Here’s a modern view of the area taken from Google Maps:
The site enjoys fertile river-valley farmland, and easy access to the Gwydir Forest, which covers the foothills of the Snowdonia mountains. A small stream, the Nant Gwydir, flows down from the mountains, through the forest, and down to the Conwy; we maintain simple irrigation channels to divert some of its flow to support our crops.
In the eleventh century, the Conwy river is navigable up to the point of Llanrwst, where a small set of rapids obstructs further passage, making this an important market town where wool and other products from the region are sold and loaded on to ships for export. (By 1521 the Conwy has silted up and ocean-going ships can no longer reach Llandrwst, stopping instead at Trefriw a mile downriver.)

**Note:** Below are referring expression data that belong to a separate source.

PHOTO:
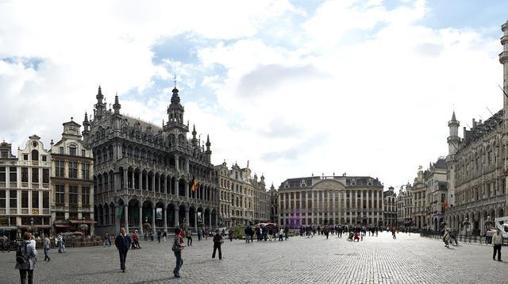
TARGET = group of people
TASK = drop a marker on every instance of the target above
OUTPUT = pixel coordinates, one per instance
(263, 233)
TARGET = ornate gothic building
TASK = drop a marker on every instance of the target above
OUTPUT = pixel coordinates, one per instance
(148, 177)
(478, 166)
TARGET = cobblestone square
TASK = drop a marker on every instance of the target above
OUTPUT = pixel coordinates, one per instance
(408, 259)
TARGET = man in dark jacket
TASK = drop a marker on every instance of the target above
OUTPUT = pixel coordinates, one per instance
(217, 242)
(123, 243)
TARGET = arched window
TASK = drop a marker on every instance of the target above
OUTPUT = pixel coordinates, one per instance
(35, 155)
(72, 150)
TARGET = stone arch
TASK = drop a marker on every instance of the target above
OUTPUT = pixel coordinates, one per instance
(181, 214)
(159, 215)
(181, 187)
(148, 212)
(192, 216)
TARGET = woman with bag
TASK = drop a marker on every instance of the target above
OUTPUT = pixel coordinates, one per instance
(177, 248)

The Conwy river does flood seasonally, but at other times it is low enough that people can wade across it, and livestock can be herded across without ferrying them back and forth in our little rowboat.
It’s a ten or fifteen minute walk from our house down to the ford where you can cross the river to the bustling town of Llanrwst, named after its founder, Saint Grwst. We sell some of our farm’s crops at the market, as well as the handcrafts that Alienor makes during the long winter evenings.
We raise goats and pigs, and have one ox which we use to plow our fields for oats and barley. The vegetable patch close to our farmhouse provides peas, leeks, and other greens to round out our meals.
Given the traditional land-ownership practices of this region, much of the area we farm does not belong to us directly and exclusively, but is held in common by the community or rented from a wealthy absentee landlord. This social compact allows us to till some patches of nearby land, graze our livestock along the hillside, and harvest lumber from the forest despite not having independent title to those lands — or at least it does as long as we avoid conflict with our neighbors and are not overly late in fulfillment of our rents.